Consider further then the example of my “beautiful cityscape”. Both words pre-exist as concepts in my head, so who's to determine their hierarchical relationship w/regard to dream structure? In the material world a “cityscape” is a reality to be perceived and qualified as “beautiful”. But our subconscious isn't bound by this sort of causality...and I'd posit that our “experience” of the qualifier could well exist independent-of (and hence proceed) the subject w/which our waking minds associate it. Clinical dream studies yield only groupings of electric impulses; unpredictable patterns whose purpose remains unclear. A bit of mental housekeeping perhaps, or some oblique subconscious problem solving...maybe this is how we upload data to our alien overlords; whatever their function, our documentation of these impulse sequences has yet to map anything correlative to the dreamer's recalled experience. So it's possible that the raw material of dream-construction isn't “narrative” per-se, but rather a signal-string of emotions. Anxiety, love, surprise; wonder, disgust and embarrassment...maybe the deep-brain is an abstract expressionist, working with a flat brush and a palette straight out of the tube. This could prove a challenging framework for the linear/logical part of our mind to build an expository narrative around. And if this furious papering of story elements over an otherwise-unrelated sequence of abstract feelings happens in “real time”, if it's happening on the fly, then the continuity errors should come as no surprise. Nor the narrative non-sequiturs: bees on planes, crystal clocks, and the like.

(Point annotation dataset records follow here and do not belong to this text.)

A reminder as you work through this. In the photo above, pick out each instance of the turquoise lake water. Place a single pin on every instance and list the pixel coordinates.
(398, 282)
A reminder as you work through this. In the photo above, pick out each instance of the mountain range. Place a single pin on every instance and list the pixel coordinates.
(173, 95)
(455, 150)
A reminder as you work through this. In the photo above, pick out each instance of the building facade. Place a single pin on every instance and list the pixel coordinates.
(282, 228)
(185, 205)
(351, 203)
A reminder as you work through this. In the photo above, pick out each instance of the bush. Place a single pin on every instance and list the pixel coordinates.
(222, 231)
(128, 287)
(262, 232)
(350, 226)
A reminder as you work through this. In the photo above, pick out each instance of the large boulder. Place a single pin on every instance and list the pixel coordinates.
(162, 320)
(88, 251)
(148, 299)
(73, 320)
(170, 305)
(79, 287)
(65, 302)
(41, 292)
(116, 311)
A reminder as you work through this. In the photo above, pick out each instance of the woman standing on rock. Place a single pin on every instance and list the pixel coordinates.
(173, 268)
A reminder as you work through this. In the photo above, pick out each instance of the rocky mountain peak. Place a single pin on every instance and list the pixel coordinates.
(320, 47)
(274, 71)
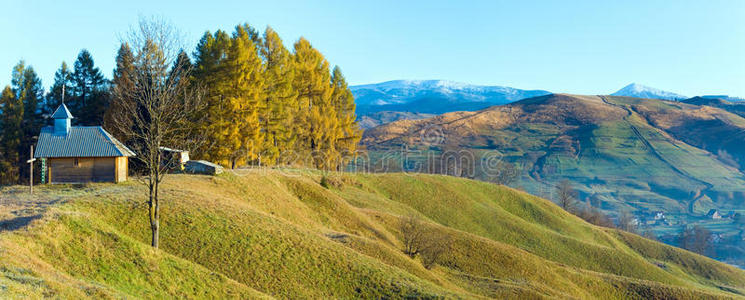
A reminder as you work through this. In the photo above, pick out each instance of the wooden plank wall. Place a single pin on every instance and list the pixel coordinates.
(88, 169)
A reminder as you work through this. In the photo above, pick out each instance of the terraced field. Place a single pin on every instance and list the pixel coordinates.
(623, 154)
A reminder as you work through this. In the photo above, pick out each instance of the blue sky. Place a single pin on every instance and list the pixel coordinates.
(584, 47)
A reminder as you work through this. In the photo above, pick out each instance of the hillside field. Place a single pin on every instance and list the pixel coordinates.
(279, 233)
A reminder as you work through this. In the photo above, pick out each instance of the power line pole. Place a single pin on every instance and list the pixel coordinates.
(31, 167)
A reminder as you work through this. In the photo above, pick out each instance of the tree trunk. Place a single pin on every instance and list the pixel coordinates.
(153, 212)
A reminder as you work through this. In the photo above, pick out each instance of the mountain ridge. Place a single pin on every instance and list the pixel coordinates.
(622, 153)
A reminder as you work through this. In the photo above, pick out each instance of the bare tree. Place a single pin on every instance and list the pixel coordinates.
(158, 108)
(566, 195)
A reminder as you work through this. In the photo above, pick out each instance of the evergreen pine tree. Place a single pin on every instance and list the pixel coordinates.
(63, 77)
(28, 91)
(211, 72)
(90, 97)
(11, 121)
(123, 78)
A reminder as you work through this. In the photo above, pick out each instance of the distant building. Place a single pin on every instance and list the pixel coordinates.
(81, 154)
(713, 214)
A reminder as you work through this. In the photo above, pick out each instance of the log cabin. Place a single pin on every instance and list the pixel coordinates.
(80, 154)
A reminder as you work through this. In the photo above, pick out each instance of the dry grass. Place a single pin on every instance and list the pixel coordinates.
(280, 233)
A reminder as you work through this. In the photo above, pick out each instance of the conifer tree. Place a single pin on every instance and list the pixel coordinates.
(246, 80)
(63, 77)
(11, 128)
(28, 91)
(124, 80)
(314, 123)
(90, 98)
(349, 133)
(279, 98)
(212, 71)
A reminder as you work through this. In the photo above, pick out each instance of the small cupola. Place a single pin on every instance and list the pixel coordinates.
(62, 118)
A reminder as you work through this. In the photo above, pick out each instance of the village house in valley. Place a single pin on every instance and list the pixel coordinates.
(79, 154)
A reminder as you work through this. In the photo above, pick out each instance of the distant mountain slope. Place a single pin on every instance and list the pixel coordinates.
(433, 96)
(723, 103)
(622, 153)
(641, 91)
(280, 233)
(382, 117)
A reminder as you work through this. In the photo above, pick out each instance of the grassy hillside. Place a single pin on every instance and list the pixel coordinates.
(623, 154)
(279, 233)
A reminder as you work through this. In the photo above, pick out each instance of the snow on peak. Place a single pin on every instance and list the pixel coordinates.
(642, 91)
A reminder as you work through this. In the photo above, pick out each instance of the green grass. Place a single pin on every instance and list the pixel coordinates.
(279, 233)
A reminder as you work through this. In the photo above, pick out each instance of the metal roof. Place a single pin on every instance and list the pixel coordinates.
(81, 141)
(62, 113)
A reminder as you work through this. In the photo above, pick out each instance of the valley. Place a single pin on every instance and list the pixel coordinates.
(646, 156)
(292, 233)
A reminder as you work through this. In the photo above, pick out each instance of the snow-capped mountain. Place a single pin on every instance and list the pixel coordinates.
(433, 96)
(641, 91)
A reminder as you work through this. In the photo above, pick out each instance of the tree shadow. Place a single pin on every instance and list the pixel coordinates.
(17, 223)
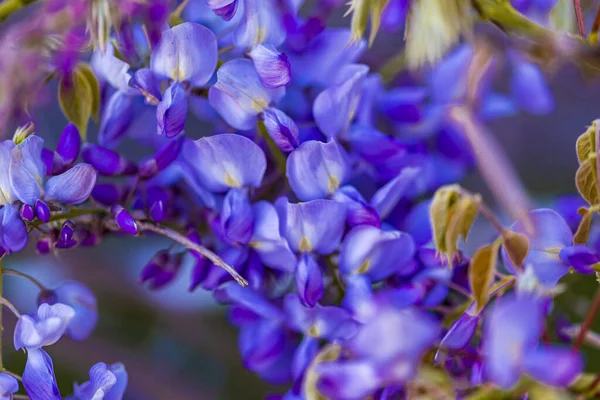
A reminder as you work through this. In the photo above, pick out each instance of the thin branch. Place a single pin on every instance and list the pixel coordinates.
(587, 323)
(579, 16)
(10, 271)
(176, 236)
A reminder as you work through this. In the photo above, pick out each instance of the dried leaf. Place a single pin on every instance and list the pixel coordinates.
(93, 81)
(586, 180)
(583, 230)
(76, 99)
(440, 213)
(586, 142)
(328, 353)
(516, 246)
(460, 221)
(481, 272)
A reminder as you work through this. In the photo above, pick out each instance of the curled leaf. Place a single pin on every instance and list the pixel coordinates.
(77, 96)
(328, 353)
(583, 230)
(516, 246)
(460, 221)
(586, 180)
(481, 272)
(586, 142)
(440, 213)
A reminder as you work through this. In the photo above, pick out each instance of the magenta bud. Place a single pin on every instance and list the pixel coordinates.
(124, 220)
(42, 211)
(27, 212)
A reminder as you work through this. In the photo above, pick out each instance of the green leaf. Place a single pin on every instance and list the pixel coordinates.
(76, 98)
(586, 180)
(481, 272)
(93, 81)
(516, 246)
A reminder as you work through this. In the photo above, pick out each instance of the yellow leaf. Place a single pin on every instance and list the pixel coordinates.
(516, 246)
(87, 71)
(328, 353)
(75, 96)
(586, 180)
(481, 272)
(583, 230)
(460, 221)
(586, 142)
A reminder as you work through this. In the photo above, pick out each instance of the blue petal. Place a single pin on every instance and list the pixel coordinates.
(553, 365)
(239, 95)
(38, 377)
(281, 128)
(267, 242)
(13, 229)
(27, 171)
(7, 195)
(335, 107)
(513, 326)
(186, 52)
(386, 198)
(316, 169)
(237, 221)
(272, 66)
(530, 89)
(73, 186)
(325, 55)
(309, 281)
(225, 161)
(375, 253)
(51, 323)
(551, 235)
(261, 24)
(8, 386)
(117, 117)
(83, 301)
(315, 226)
(171, 112)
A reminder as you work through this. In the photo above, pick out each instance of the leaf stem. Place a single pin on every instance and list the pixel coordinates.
(176, 236)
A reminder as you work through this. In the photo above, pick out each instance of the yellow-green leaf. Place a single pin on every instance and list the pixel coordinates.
(586, 180)
(460, 221)
(586, 142)
(583, 230)
(75, 96)
(440, 213)
(516, 246)
(330, 352)
(87, 71)
(481, 272)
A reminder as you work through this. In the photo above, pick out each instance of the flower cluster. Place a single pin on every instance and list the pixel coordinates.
(315, 192)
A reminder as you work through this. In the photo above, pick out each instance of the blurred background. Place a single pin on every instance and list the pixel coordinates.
(179, 345)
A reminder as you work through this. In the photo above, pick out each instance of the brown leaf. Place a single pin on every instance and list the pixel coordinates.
(583, 230)
(481, 272)
(516, 246)
(586, 180)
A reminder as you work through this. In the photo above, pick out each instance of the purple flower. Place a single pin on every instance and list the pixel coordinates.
(107, 383)
(8, 386)
(239, 95)
(551, 235)
(511, 332)
(272, 67)
(225, 161)
(316, 169)
(375, 253)
(335, 107)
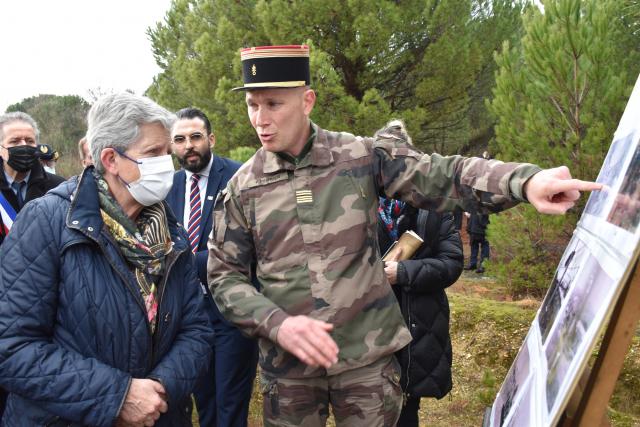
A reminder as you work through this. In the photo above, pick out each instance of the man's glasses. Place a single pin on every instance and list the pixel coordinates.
(194, 138)
(16, 141)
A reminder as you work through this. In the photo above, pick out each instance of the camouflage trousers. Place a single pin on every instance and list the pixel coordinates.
(369, 396)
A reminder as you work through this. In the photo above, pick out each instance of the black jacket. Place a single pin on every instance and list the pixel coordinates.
(40, 181)
(477, 224)
(426, 362)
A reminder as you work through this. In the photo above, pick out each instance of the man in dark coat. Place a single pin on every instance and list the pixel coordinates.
(222, 395)
(419, 285)
(22, 177)
(477, 228)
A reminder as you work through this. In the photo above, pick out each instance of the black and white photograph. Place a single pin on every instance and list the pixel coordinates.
(521, 413)
(517, 376)
(625, 212)
(610, 175)
(587, 300)
(566, 272)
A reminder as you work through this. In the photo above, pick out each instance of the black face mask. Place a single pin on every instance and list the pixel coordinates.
(22, 157)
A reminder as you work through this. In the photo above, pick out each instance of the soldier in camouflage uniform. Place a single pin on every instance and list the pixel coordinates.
(304, 209)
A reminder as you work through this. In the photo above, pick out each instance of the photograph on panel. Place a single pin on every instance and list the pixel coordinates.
(515, 379)
(625, 212)
(566, 272)
(591, 293)
(521, 414)
(611, 174)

This isn't “Ernst's definitive theory of dreams” or anything; I've neither the expertise nor an opinion on the subject. I just expounded to illustrate the absurdity of my brain taking a bow for its own production, and interrupting our second act to do so. I feel like it owes all of us an apology, really.

Which I guess we just got?

~ ~ ~

Considering that the point of this exercise was to recall a dream in story form, that was an awkward tangent...kind of a buzzkill really. But skeptical italics be damned, the memory of this “episode” endures and the imagery, wheresoever-within lies its hazy provenance, remains close-at-hand. So let's get back to Houston Street...



1 Significant, perhaps re: act 3.

2 It's also an interesting writing exercise; a way for those of us who lack the imagination and discipline to author actual fiction to play at fantastic storytelling.

3 As is often the case in dreams, this one was riddled w/continuity errors. Given that my character was too-broke to hail a cab in what looked like mid-90's NYC, I'd presumed he was portraying me in my 20's, but this was a car we had when I was in High School...while my parents were played by their present-day, septuagenarian selves.

As for that VW Rabbit, I think they were unfairly maligned...part of a general backlash against boxy economy cars from an American public who viewed them as ugly reminders of compromises made in the wake of the 70's oil crisis. But it was dirt cheap and hella fun to tool around Hawaii in, a perfect beach car. And when I googled pics to refresh my memory, it struck me as kinda Mod and Euro-chic in its humble way. I'd totally buy one now.